他曾對身邊這位因復讀而機緣巧合成為他同桌的人產生過期望,因為她會在看到他被人欺負時,滿眼心疼和不忍,他不要求她能夠勇敢站出來,只求她不要跟其他人一樣那麼冷漠,一句話都不願意同他說。
可多次的期望,最終也只能換來失望。
即使她現在不知道為什麼忽然一改過去的沉默,還能夠那般輕描淡寫地趕走壞蛋,可是相青心裏除了對她有幾分感激,其他的便也生不出點什麼了。
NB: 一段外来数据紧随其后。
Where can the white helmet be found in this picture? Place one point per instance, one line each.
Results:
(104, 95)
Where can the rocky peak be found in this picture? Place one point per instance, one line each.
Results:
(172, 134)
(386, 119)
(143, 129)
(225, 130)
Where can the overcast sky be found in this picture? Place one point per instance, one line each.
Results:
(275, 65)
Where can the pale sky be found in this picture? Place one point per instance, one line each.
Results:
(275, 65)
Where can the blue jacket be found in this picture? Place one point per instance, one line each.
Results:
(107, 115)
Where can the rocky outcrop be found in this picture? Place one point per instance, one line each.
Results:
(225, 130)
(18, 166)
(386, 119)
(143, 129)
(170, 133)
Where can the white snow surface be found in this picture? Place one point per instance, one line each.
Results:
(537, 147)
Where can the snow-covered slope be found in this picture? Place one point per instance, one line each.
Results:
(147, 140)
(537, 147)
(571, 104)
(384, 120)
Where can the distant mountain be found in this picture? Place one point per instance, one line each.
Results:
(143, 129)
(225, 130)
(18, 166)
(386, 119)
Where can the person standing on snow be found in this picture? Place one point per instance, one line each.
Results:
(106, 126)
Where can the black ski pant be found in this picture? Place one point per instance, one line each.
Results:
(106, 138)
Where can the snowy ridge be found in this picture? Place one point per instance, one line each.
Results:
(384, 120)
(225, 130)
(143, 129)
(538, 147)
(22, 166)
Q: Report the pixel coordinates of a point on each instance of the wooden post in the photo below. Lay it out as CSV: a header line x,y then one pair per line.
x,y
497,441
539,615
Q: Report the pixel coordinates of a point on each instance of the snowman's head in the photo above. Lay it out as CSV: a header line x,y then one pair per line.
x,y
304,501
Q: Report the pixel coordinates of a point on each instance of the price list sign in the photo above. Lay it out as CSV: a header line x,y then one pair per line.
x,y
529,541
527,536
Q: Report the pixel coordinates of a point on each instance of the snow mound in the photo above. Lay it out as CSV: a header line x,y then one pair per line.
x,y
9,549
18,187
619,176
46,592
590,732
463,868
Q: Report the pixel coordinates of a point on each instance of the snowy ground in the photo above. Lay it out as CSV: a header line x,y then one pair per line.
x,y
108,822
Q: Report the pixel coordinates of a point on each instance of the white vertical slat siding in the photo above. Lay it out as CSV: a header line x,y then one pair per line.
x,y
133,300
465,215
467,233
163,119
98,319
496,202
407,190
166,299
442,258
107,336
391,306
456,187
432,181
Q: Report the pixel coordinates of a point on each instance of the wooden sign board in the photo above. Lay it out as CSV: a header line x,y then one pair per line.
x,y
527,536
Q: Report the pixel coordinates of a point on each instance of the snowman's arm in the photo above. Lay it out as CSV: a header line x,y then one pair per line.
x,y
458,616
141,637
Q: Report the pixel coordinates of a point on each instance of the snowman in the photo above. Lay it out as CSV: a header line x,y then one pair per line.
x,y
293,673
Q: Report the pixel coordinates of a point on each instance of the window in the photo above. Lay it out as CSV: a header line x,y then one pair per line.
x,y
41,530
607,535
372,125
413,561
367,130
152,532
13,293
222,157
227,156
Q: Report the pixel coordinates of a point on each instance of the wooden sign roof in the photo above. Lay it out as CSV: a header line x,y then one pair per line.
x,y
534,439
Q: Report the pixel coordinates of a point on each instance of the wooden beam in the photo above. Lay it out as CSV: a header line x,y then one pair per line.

相青垂下薄如蟬翼的眼瞼,纖長濃密的睫毛因謝之權的毫無反應而微微顫動着。
或許她依然不願理會,也或許她睡熟了吧。
相青目光黯淡地抓住椅子邊邊,想要往回挪。
“沒關係。”
挪椅子的動作驟然一停,相青腦子一懵,難以置信地再度看向謝之權。
少女趴在桌上的臉正側對着他,一雙狹長凌厲的鳳眸因為笑意而變得格外柔和。
她被窗外灑進來的細碎陽光籠罩着,一瞬間居然溫柔得不可思議。